Questa è l’ultima clip che volevo mostrare. Lionel inizia ad applicare la sua tecnica terapeutica, l’obiettivo non è quello di curarlo ma quello di fagli capire che Bertie ha tutte le risorse per produrre un cambiamento. Questa interazione è fondamentale. Come ho scritto prima, nei primi colloqui, il lavoro del professionista è quello di costruire una vera domanda di aiuto sovvertendo, a volte, le aspettative dell’utente/paziente. Il colloquio però ha un’altra funzione:  deve nascere dall’incontro delle due persone un elemento nuovo: il prodotto di quell’incontro. Anche in questo caso la lettura deve essere simbolica. Il prodotto che nasce da quell’incontro è un prodotto reale, tangibile: l’incisione della voce di Bertie sul disco. Nel colloquio psicologico/clinico non è un prodotto reale, ma una piccola trasformazione nella mente della persona. Qualcosa che prima non c’era e che lo potrà indurre a proseguire gli incontri perché realmente crede che quella persona può aiutarlo. Bertie desiste, lascia perdere, non vuole nemmeno riascoltare la sua voce. È arrabbiato per il suo problema ed è soprattutto resistente all’idea che con Lionel hanno costruito qualcosa di nuovo. Lionel decide di dare l’incisione a Bertie, perché è importante che lui si porti via almeno il prodotto di quell’interazione. La sensazione di aver fallito in quel primo incontro rimane però anche a Lionel che alla fine si dà dello stupido. Questo a dimostrazione di quanto sia difficile ed emotivamente impegnativo un colloquio condotto in modo così relazionale. Sarebbe stato più semplice non porre alcuna domanda ed iniziare subito un trattamento, sarebbe stato sicuramente più semplice anche da un punto di vista emotivo.

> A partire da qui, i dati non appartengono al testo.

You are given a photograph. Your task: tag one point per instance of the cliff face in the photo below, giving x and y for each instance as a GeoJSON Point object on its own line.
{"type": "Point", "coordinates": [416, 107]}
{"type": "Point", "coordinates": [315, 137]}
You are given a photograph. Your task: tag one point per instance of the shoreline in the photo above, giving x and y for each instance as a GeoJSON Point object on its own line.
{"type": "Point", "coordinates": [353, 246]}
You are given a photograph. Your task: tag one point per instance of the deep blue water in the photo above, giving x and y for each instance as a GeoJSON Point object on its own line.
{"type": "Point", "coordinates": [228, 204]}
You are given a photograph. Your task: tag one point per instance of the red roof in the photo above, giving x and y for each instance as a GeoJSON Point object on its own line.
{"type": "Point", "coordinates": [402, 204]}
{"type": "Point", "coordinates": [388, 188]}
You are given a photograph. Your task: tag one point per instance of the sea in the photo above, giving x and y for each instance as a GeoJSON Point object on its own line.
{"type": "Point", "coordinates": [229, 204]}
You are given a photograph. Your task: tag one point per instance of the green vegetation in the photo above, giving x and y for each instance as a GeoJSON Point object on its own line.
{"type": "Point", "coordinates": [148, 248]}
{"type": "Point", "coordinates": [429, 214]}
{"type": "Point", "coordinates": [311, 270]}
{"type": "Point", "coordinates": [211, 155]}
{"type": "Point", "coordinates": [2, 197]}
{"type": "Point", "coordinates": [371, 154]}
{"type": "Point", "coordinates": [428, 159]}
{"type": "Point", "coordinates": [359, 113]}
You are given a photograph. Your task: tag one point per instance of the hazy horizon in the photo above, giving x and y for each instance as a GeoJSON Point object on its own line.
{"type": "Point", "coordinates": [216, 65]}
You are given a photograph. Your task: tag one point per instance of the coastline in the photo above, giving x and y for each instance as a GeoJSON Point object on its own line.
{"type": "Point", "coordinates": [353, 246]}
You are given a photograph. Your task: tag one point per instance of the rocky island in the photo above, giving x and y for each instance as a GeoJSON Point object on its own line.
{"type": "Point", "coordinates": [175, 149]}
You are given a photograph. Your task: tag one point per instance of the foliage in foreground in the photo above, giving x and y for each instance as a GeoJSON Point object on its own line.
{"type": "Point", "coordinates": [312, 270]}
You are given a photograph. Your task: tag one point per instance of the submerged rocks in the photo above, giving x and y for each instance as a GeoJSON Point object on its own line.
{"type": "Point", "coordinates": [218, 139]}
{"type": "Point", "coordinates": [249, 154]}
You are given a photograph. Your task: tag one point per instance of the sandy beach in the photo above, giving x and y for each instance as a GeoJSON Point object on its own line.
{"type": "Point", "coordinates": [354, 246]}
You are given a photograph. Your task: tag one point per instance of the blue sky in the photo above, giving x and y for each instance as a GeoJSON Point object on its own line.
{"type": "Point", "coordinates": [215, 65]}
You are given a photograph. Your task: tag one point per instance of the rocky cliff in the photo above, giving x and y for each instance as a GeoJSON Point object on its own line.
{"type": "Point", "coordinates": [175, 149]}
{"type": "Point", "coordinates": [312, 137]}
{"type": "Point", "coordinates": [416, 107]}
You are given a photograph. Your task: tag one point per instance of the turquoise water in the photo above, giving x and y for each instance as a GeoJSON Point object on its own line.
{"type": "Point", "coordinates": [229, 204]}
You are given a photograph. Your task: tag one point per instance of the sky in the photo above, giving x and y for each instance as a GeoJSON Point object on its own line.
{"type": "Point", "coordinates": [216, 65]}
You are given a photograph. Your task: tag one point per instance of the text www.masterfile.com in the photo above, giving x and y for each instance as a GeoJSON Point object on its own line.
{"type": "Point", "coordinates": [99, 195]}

Nello sviluppo del film Bertie, una sera, disperato, riascolta, finalmente, la sua voce incisa e scopre che il quel primo colloquio è successo qualcosa di nuovo, per la prima volta parla senza balbettare. Da quel momento, con alterne vicissitudini inizia la relazione terapeutica tra loro due.

Chiaramente Lionel ha dalla sua parte una grande fortuna: il duca di York è fortemente motivato a risolvere il suo problema, soprattutto da quando ha capito che potrebbe essere lui il futuro re d’Inghilterra. Diversamente, per il suo carattere e la sua difficoltà ad entrare in relazione con gli altri, avrebbe avuto molte più difficoltà a continuare il suo percorso di cura.

Ovviamente, per chi non lo avesse visto, l’invito è di farlo, è un bel film e soprattutto un bell’esempio di una relazione professionale basata sulle competente professionali ed umane.